E fu proprio questo approccio interdisciplinare che spinse Rittmann verso le sue più grandi scoperte. Nel suo lavoro del 1950 intitolato Sintesi geologica dei Campi Flegrei (pubblicato sul «Bollettino della Società Geologica Italiana»), Rittmann analizzò l’evoluzione eruttiva dell’area e propose che l’ampia depressione osservata fosse il risultato di un collasso del suolo dovuto allo svuotamento della camera magmatica sottostante, definendo così il concetto di caldera in questo contesto. L’idea fu rivoluzionaria perché, fino ad allora, l’interpretazione delle eruzioni vulcaniche tendeva a concentrarsi solamente sull’aspetto esplosivo e sul sollevamento del suolo (il bradisismo, appunto), senza considerare il meccanismo di collasso post-eruttivo che porta alla formazione di un’enorme depressione. Rittmann non solo collegò il fenomeno del bradisismo alla dinamica del magma in risalita, ma evidenziò anche come, a seguito dell’espulsione massiccia di magma durante eruzioni esplosive (come quella che ha originato l’eruzione dell’ignimbrite campana circa 39’000 anni fa), il suolo sovrastante cede e collassa, dando origine alla caldera.
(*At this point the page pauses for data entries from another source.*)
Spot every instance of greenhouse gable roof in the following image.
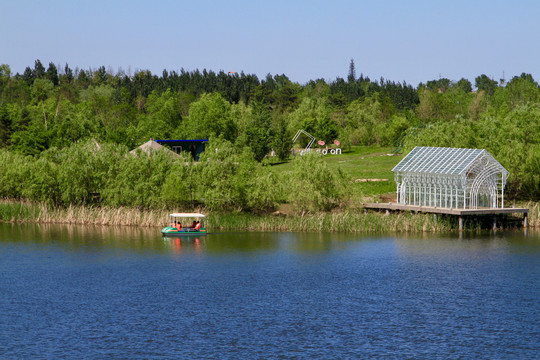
[392,146,508,175]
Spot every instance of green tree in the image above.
[180,93,237,142]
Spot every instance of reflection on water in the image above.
[0,224,540,359]
[0,224,540,254]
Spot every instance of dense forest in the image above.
[0,60,540,211]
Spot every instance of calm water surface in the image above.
[0,224,540,359]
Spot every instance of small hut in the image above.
[130,139,178,157]
[392,147,509,209]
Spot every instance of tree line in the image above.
[0,60,540,207]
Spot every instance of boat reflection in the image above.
[163,236,202,254]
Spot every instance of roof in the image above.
[392,146,508,175]
[130,140,178,156]
[170,213,206,218]
[154,139,208,143]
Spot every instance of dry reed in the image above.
[0,199,540,233]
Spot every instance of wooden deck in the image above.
[364,203,529,230]
[364,203,529,216]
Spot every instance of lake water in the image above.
[0,224,540,359]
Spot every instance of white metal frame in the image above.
[392,147,509,209]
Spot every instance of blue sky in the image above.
[0,0,540,86]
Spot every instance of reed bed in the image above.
[0,200,540,233]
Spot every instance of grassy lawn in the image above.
[272,146,403,200]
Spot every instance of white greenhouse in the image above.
[392,147,508,209]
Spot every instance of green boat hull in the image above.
[161,226,206,236]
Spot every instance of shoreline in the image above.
[0,200,540,233]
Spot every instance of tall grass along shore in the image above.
[0,200,540,232]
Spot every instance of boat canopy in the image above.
[170,213,206,218]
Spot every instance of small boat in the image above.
[161,213,206,236]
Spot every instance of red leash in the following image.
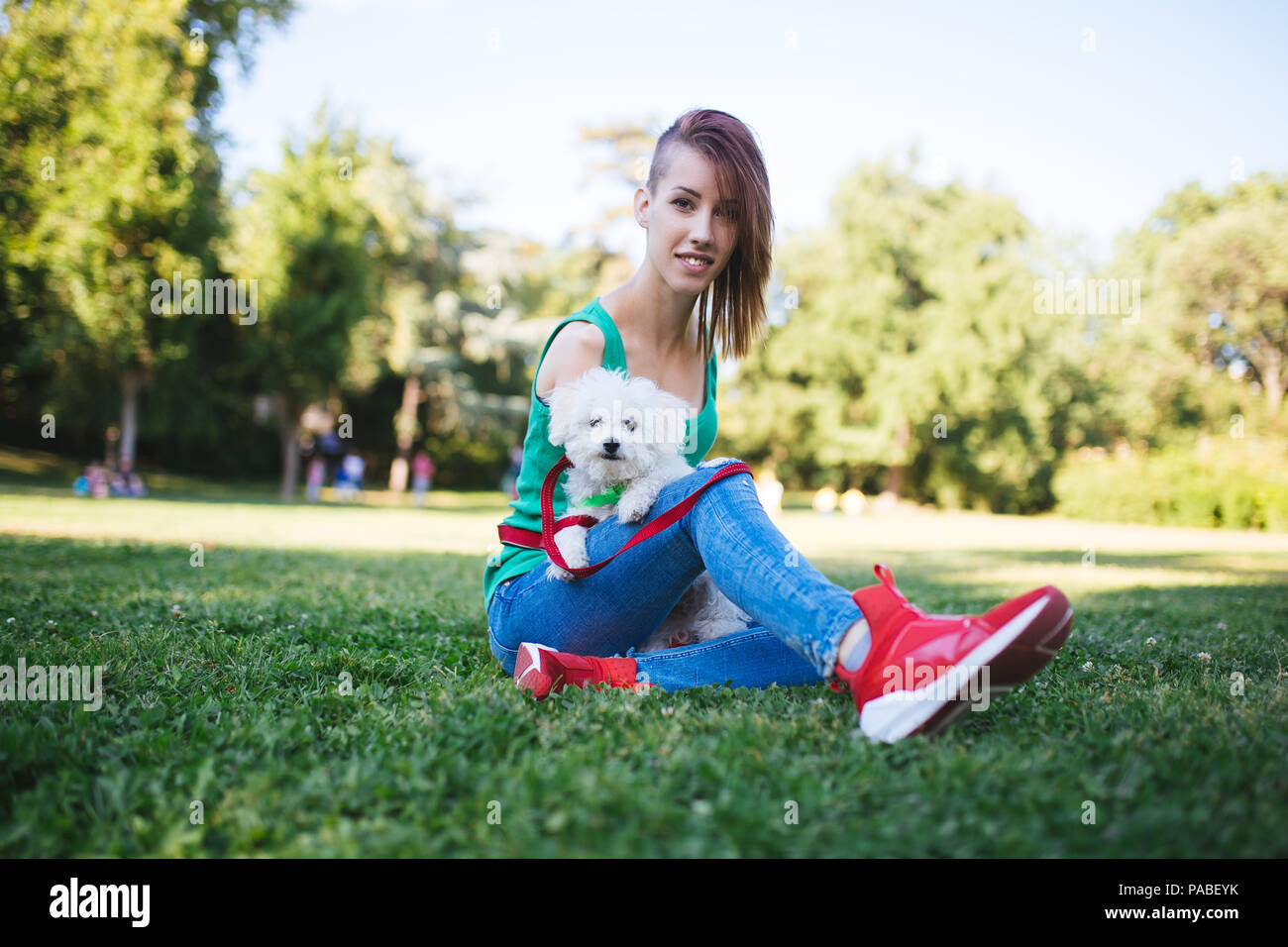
[496,454,751,579]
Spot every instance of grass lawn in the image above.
[0,466,1288,857]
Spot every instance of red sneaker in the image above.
[514,642,647,701]
[832,566,1073,743]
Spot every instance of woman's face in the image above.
[648,146,737,294]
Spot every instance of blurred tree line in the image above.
[720,150,1288,513]
[0,0,1288,511]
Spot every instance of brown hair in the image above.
[647,108,774,361]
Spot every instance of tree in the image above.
[1159,204,1288,417]
[226,104,377,500]
[0,0,291,460]
[721,156,1073,511]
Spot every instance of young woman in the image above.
[484,110,1073,742]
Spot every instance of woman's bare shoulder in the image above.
[536,320,605,398]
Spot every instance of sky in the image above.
[218,0,1288,263]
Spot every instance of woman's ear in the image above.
[548,382,576,447]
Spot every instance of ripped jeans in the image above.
[486,458,863,690]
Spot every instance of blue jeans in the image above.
[486,460,863,690]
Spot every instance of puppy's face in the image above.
[550,368,692,487]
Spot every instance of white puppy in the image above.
[546,368,752,652]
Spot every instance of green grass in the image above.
[0,476,1288,857]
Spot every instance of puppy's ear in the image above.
[549,381,581,447]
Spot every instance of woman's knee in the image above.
[486,622,519,674]
[684,458,756,504]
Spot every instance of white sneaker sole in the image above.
[859,595,1051,743]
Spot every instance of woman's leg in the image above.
[627,625,823,690]
[488,462,863,686]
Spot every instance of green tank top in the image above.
[483,296,717,608]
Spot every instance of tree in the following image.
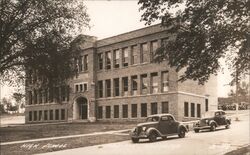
[0,0,89,86]
[138,0,250,84]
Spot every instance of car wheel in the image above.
[148,132,157,142]
[194,129,200,133]
[131,138,139,143]
[161,136,167,140]
[210,123,216,131]
[178,129,186,138]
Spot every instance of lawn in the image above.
[0,122,137,155]
[0,122,136,142]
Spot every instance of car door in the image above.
[167,116,178,134]
[159,116,169,135]
[214,111,225,125]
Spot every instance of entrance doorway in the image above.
[76,97,88,119]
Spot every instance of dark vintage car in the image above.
[194,110,231,133]
[130,114,188,143]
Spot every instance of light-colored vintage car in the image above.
[130,114,188,143]
[194,110,231,133]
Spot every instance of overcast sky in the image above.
[1,0,233,97]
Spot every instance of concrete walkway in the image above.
[0,129,130,146]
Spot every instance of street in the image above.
[38,111,250,155]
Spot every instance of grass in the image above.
[0,134,130,155]
[0,122,136,142]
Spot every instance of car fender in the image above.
[146,127,162,136]
[209,120,218,127]
[177,125,188,133]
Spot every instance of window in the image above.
[131,75,138,95]
[122,105,128,118]
[29,111,32,121]
[61,109,65,120]
[55,109,59,120]
[78,56,84,71]
[74,58,80,72]
[161,102,169,113]
[28,91,32,105]
[131,45,138,65]
[98,53,103,70]
[141,43,149,63]
[205,99,208,111]
[61,86,67,101]
[38,89,43,104]
[114,105,119,118]
[38,110,43,121]
[54,87,60,102]
[131,104,137,118]
[150,40,158,60]
[97,106,102,119]
[34,90,38,104]
[49,87,54,102]
[34,111,37,121]
[197,104,201,117]
[49,110,54,120]
[122,47,128,67]
[105,51,111,69]
[162,71,169,92]
[184,102,188,117]
[106,106,111,118]
[151,102,158,115]
[114,50,120,68]
[98,81,103,98]
[114,78,120,96]
[141,103,147,117]
[191,103,195,117]
[151,73,158,94]
[141,74,148,94]
[83,83,88,91]
[44,110,48,121]
[105,80,111,97]
[122,77,128,96]
[83,55,89,71]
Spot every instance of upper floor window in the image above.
[105,51,111,69]
[150,40,158,60]
[114,78,120,96]
[105,80,111,97]
[141,43,149,63]
[78,56,84,71]
[75,83,88,92]
[131,45,139,65]
[151,73,158,94]
[122,77,128,96]
[114,49,120,68]
[83,55,89,71]
[98,53,103,70]
[122,47,128,67]
[141,74,148,94]
[162,71,169,92]
[131,75,138,95]
[97,81,103,98]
Questi concetti hanno avuto un impatto profondo sulla vulcanologia moderna, poiché hanno permesso di comprendere meglio la morfologia e la storia eruttiva dei grandi sistemi calderici, specialmente in aree densamente popolate come quella dei Campi Flegrei. Quelli napoletani furono anni intensi e straordinari per Friedländer e Rittmann ma la situazione politica che precedette la Seconda guerra mondiale separò le strade dei due studiosi. L’istituto fondato da Friedländer operò fino al 1934, quando fu costretto a chiudere a causa delle tensioni politiche nei confronti dei cittadini stranieri. Le sue collezioni furono trasferite all’ETH di Zurigo, dove Friedländer trascorse gli ultimi anni della vita, continuando le sue ricerche fino alla morte nel 1948. Anche Rittmann lasciò Napoli nel 1934 per rientrare in Svizzera, ma la sua carriera in Italia non terminò lì. Tornò nel Belpaese diverse volte: prima a Roma, poi a Napoli e infine a Catania. Qui nel 1960 fonderà un istituto che, tramite vari cambi di denominazione, è arrivato fino ad oggi: l’Osservatorio etneo dell’Istituto nazionale di geofisica e vulcanologia (Ingv).